Reviewed by Adah Stock
Master Teacher and a Science Education Consultant
For many busy teachers, looking at research about science teaching is something that gets pushed to the bottom of the list of things to do. Yet, educators often wonder if what they are doing in the classroom is the best way to help young students to succeed. This volume supports great science teaching and provides the research–based advice needed to improve teaching in an easily accessible way so that any educator can be the very best at what they do in the science classroom.
This volume contains twenty–seven columns originally published in Science and Children's Perspectives, a journal supports teaching for elementary grades. The columns are grouped into six sections that cover topics that relate to all elementary teachers. The section titles include the following: General Teaching Goals; Strategies to Facilitate Science Learning; Teaching Science and other Disciplines Together; Student Thinking and Misconceptions; Society and Science Learning; and Developing as a Teacher.
Each of the columns starts with a real–life scenario expressed by a teacher. For example, in the section on student thinking and misconceptions, a very important topic, the first column is “Assessing and Addressing Student Science Ideas.” In the scenario in this particular column a colleague is concerned that after teaching a science unit several students still had ‘wacky ideas’ about the concepts. Reading further, one learns what research says about these ‘wacky ideas’ sometimes called alternative conceptions, naive conceptions, or misconceptions. Further reading explains how to identify those ideas, what misconceptions to expect, and concludes with strategies that are useful in addressing these misconceptions. Following this short, four–page column are twelve solid research resources for further reading at the discretion of the reader.

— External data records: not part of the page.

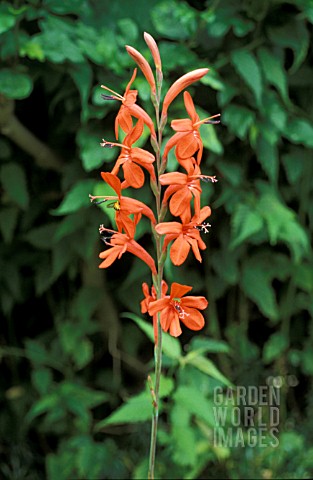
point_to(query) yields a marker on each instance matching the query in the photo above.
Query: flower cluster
(177, 193)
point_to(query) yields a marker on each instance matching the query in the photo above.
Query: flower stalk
(175, 193)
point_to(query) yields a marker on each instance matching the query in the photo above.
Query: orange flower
(143, 65)
(174, 309)
(187, 139)
(182, 187)
(120, 243)
(132, 159)
(129, 109)
(154, 50)
(150, 298)
(180, 85)
(123, 206)
(186, 235)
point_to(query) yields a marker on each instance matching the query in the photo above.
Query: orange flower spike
(187, 139)
(129, 109)
(176, 308)
(186, 235)
(120, 243)
(154, 50)
(133, 158)
(124, 206)
(178, 86)
(143, 65)
(150, 298)
(182, 187)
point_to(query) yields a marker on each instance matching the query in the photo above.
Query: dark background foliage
(69, 355)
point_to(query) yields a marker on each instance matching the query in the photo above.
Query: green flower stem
(158, 287)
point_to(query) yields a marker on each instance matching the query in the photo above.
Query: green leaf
(173, 19)
(14, 182)
(238, 119)
(256, 283)
(8, 222)
(294, 35)
(76, 198)
(246, 221)
(183, 437)
(299, 130)
(267, 155)
(136, 409)
(14, 84)
(42, 237)
(274, 347)
(193, 400)
(274, 72)
(294, 163)
(62, 8)
(170, 345)
(248, 68)
(7, 19)
(209, 345)
(82, 76)
(282, 224)
(205, 365)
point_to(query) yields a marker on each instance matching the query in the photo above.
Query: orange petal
(178, 290)
(167, 317)
(175, 328)
(187, 146)
(110, 256)
(113, 181)
(168, 227)
(173, 177)
(143, 65)
(158, 305)
(136, 249)
(182, 125)
(180, 84)
(194, 302)
(190, 107)
(154, 50)
(142, 155)
(180, 201)
(195, 320)
(179, 250)
(134, 175)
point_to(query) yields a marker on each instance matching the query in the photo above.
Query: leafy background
(74, 364)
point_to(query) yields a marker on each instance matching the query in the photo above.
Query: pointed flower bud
(154, 50)
(178, 86)
(143, 65)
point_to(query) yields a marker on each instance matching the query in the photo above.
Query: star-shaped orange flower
(150, 298)
(186, 235)
(129, 109)
(133, 158)
(175, 308)
(119, 243)
(187, 139)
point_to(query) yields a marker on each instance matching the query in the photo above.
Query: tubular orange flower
(132, 159)
(129, 109)
(154, 50)
(182, 187)
(143, 65)
(175, 308)
(120, 243)
(186, 235)
(187, 139)
(180, 85)
(123, 206)
(150, 298)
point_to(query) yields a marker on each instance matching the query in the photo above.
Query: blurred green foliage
(73, 401)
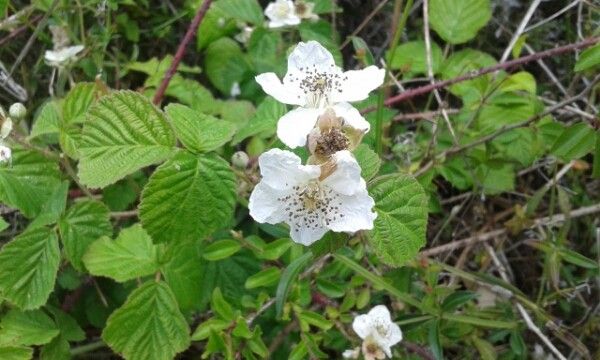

Each chapter is formulated identically so a reader has quick and concise information available to them. Professors of future science educators, teachers both new and experienced, supervisors of groups of teachers, and educators in general will find that this volume supports proof that science in elementary school is necessary. This book also provides the most effective, current, research–based approaches for science in the elementary classroom. I highly recommend this book to all educators.